The Ship of Fire

On a certain evening every year, at the mouth of the wide Neuse River, a large bright object speeds into view.  It looks like a sailing ship being destroyed by fire, its deck and masts in blazing outline.  The apparition disappears, then reappears, then again disappears for another year.  It burns furiously but is not consumed.

It is the ship of the Palatines.  The Palatines were a group of German Protestants who left England in 1710 to settle New Bern.  As the vessel crossed the Atlantic, the prosperous Palatines, pretending to be poor, hid their gold coins and silver dishes from the eyes of the ship's sinister captain and crew.  When the Palatines caught sight of the shore which they believed to be their future home, so excited were they that up from the hold and out from hiding places came all their belongings in preparation for landing.  Unwisely displayed on the deck was their precious wealth, all of it in full view of the corrupt captain and his first mate.

Quickly the captain formed a plan.  He announced to the passengers than no landing could be made until the morrow.  The disappointed Palatines once more hid their valuables and lay down to a sound sleep in anticipation of soon landing at their destination.  When all was quiet, the captain gathered his crew together and revealed to them his plan.  They would murder every Palatine aboard--the young and the old, the women and children as well as the men--then gather together the gold and silver, set afire the ship filled with its dead, and escape in the lifeboats.

The strike was sudden.  Many Palatines were knifed before they awoke and in a very few moments every one of them was dead.  As planned, the ship was set afire, and the murderers pushed off in the small boats.  From a distance they looked back at the ship.  It burned brighter and brighter, the brilliant blaze of the fire shooting into the air, but the vessel did not sink into the water.  And then the thing began to move.

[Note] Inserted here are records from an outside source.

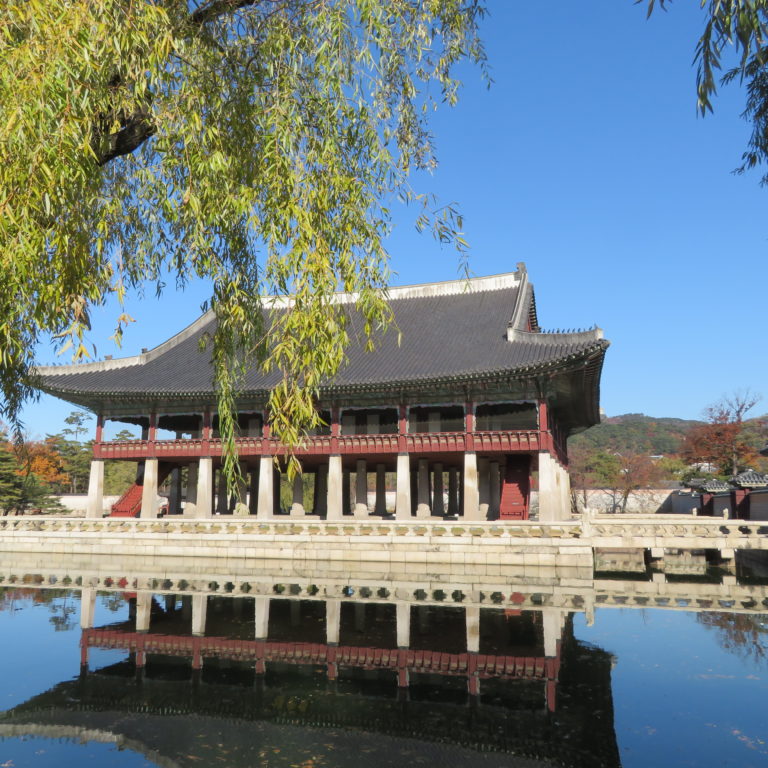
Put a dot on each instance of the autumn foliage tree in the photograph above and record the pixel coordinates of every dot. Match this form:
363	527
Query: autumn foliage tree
724	440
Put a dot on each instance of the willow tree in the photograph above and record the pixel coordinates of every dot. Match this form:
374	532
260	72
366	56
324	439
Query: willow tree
251	143
733	46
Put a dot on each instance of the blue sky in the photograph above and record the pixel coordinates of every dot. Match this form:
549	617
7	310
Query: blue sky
586	159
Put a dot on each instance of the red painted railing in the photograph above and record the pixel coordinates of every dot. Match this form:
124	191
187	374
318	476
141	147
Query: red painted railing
426	442
460	664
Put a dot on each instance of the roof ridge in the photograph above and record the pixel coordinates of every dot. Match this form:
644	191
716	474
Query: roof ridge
419	290
550	338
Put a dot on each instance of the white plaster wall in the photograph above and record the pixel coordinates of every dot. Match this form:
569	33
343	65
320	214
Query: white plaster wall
76	504
643	501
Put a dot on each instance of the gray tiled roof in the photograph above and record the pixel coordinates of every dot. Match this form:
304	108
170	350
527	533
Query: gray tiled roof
450	335
750	478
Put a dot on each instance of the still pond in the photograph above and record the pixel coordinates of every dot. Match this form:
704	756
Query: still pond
634	685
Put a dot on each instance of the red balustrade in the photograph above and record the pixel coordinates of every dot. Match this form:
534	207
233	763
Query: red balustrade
461	664
417	442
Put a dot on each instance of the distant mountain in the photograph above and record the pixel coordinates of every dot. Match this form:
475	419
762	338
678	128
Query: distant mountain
634	433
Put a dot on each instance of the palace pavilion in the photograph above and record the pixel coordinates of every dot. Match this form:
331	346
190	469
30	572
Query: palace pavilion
459	412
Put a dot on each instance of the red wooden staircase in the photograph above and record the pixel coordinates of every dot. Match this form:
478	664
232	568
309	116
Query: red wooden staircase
515	490
129	504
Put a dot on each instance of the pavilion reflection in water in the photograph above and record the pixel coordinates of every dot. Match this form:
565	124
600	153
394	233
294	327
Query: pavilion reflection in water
510	686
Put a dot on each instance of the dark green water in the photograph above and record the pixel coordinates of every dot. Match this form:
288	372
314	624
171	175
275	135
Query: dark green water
639	687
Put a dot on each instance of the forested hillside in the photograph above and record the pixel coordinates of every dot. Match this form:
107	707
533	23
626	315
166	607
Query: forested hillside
634	433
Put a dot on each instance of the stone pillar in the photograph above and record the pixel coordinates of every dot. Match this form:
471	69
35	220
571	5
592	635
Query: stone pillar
453	492
494	496
199	613
241	504
266	503
332	621
472	618
190	504
335	506
204	487
483	487
297	507
253	490
143	611
471	507
423	510
565	491
222	498
551	490
87	607
95	506
149	490
261	630
403	615
361	488
552	626
438	502
380	508
277	479
320	506
359	617
174	498
403	499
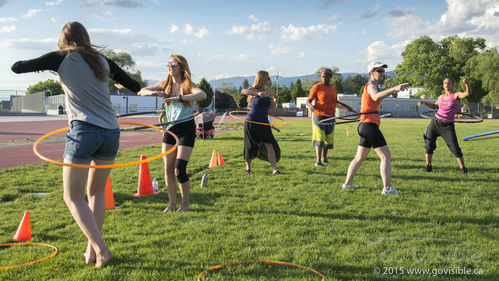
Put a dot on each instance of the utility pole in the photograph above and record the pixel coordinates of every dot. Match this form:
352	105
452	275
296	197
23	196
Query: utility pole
277	82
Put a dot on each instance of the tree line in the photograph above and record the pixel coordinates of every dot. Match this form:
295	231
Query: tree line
425	64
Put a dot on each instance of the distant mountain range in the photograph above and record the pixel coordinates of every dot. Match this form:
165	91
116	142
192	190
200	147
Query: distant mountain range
237	81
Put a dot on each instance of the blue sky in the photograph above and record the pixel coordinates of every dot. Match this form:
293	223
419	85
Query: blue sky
223	38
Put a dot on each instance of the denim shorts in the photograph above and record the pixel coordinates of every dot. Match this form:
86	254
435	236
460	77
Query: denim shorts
85	142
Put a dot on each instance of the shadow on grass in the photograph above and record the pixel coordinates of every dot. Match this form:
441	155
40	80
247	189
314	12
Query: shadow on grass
489	221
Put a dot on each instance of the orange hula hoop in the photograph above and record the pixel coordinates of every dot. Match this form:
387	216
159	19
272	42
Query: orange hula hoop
260	123
35	150
262	261
31	262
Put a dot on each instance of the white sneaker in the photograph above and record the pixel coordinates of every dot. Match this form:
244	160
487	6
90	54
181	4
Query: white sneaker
390	191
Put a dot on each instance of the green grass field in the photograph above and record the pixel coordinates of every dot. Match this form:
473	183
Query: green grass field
443	221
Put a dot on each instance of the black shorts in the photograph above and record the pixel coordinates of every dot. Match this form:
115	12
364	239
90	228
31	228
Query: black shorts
185	131
444	129
370	135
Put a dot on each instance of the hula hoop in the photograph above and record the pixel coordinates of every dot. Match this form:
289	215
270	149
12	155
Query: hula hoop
475	118
137	113
35	150
161	124
262	261
486	135
260	123
31	262
344	117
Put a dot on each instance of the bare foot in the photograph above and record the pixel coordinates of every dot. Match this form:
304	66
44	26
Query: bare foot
89	255
102	260
170	208
183	209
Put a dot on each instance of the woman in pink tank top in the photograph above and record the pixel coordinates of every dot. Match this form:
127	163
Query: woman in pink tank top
443	123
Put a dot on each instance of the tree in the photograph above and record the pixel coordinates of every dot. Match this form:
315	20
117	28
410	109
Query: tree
206	87
51	88
126	62
484	67
245	84
227	88
297	91
426	63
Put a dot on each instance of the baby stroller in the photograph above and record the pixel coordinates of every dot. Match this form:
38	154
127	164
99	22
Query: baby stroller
204	125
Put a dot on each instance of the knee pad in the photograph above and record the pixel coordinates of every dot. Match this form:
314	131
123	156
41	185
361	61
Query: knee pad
429	145
181	170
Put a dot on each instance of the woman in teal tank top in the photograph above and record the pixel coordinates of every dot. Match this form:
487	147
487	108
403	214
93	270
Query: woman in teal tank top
179	93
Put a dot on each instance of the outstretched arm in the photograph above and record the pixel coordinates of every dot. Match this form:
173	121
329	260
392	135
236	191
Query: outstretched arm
467	92
376	96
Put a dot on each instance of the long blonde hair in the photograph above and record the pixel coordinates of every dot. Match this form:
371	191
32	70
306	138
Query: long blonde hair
186	80
74	38
261	81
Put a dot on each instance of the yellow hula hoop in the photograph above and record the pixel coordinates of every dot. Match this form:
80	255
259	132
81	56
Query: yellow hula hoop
31	262
35	150
245	111
262	261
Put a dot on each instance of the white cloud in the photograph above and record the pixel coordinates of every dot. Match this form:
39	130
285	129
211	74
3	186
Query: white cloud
255	31
128	41
7	20
173	28
464	18
326	4
276	50
371	12
198	32
31	13
296	33
30	44
202	32
57	2
7	29
253	18
380	51
209	58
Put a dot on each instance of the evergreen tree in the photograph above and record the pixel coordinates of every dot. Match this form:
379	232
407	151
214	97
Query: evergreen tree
297	91
206	87
51	88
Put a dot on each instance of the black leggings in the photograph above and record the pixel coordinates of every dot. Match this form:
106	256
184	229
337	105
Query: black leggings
445	130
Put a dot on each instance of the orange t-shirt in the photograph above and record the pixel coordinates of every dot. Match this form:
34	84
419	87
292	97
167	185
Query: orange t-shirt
325	97
368	104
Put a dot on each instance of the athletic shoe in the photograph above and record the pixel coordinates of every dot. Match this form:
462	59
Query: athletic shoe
390	191
349	186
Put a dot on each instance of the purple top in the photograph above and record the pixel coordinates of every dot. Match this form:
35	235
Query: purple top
447	108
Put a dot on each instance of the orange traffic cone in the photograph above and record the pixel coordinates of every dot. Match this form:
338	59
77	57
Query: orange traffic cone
220	159
213	161
24	231
145	183
109	197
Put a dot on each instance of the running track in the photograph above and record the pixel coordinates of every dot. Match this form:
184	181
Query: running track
18	134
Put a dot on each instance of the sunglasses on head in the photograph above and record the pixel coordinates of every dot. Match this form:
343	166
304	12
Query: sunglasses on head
172	63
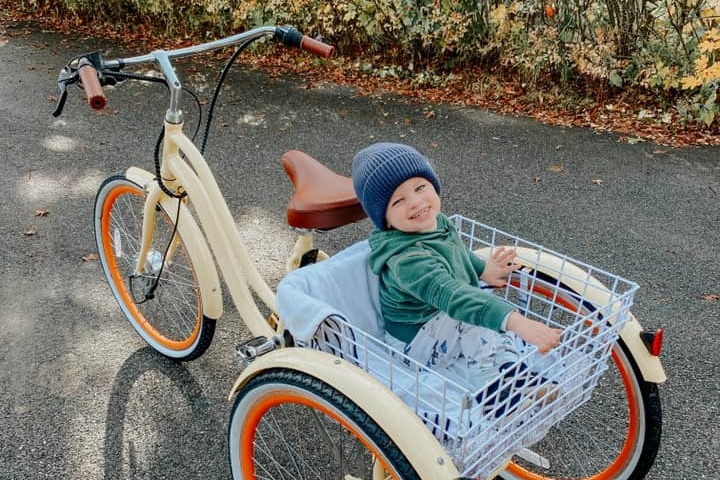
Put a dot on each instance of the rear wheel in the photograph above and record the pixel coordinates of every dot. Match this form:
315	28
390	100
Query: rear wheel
162	301
615	435
289	425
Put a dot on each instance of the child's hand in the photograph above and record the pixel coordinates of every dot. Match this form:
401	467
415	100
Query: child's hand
544	337
499	266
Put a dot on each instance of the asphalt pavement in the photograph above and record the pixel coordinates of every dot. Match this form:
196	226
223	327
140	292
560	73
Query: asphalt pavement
82	397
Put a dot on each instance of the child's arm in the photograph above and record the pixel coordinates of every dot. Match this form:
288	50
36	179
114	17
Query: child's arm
499	266
537	333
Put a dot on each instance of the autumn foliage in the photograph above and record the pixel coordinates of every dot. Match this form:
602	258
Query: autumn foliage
665	51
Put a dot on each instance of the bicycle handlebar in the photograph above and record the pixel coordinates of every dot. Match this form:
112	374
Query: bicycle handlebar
93	71
91	84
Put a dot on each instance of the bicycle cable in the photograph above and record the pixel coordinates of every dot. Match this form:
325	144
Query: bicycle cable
216	93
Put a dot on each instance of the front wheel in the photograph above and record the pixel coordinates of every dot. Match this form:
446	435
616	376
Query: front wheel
162	301
615	435
289	425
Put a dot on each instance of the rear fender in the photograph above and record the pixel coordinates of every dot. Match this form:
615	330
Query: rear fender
650	366
400	423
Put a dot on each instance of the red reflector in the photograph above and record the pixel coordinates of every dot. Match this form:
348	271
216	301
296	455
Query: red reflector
653	341
657	343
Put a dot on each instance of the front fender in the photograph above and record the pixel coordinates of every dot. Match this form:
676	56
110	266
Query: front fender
194	240
400	423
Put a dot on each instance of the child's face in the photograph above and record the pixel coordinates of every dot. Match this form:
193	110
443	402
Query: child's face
414	206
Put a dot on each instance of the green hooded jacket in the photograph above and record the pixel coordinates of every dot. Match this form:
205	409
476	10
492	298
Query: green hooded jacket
424	273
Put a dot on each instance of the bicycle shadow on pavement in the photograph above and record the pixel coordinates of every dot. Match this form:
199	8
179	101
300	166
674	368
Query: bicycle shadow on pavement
160	424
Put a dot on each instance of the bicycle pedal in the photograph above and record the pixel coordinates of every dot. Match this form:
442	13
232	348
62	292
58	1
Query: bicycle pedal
246	352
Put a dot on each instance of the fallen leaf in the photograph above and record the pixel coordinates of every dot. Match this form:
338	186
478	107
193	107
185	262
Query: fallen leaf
90	257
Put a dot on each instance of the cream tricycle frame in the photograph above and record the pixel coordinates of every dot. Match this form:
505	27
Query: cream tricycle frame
322	395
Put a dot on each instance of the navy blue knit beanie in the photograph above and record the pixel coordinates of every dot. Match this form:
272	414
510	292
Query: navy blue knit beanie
379	169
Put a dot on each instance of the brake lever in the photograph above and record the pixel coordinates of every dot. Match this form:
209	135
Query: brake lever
67	77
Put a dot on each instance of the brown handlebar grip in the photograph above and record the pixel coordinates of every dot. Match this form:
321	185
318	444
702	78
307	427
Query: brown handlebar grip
316	47
91	85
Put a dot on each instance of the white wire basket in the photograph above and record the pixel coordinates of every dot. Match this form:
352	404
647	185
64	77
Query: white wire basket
483	429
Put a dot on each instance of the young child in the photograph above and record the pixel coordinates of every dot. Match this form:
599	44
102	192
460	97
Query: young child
432	307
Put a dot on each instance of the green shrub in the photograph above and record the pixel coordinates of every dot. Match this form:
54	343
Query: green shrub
670	48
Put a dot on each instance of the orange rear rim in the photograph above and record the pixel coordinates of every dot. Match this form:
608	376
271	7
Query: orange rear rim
627	449
264	405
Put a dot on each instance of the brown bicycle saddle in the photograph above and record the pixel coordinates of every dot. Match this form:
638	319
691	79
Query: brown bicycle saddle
323	199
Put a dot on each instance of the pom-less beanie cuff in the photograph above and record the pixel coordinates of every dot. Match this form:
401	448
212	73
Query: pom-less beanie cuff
380	168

"It continued to burn all night," according to an old account, "--speeding on with the wind,--now passing out from sight, and anon, visible, flaming forever, back again, on the very spot where the crime had been committed.  With the dawn of day, it had ceased to burn,--but there it stood, erect as ever, with the spars, sails, masts, unconsumed,--everything in place, but everything blackened, charred."   At sundown the flames leaped up again--"a ship on fire that would not burn!"

The frightened murderers could bear no more.  They abandoned their boats on the bank of the river and fled into the forest.  There they and their descendants lived on their "ill-gotten spoils."  To this day the crime has not been avenged, and so every year on a certain evening the burning ship appears off New Bern, and so it will continue to appear till the blood of the Palatines has been paid for in kind.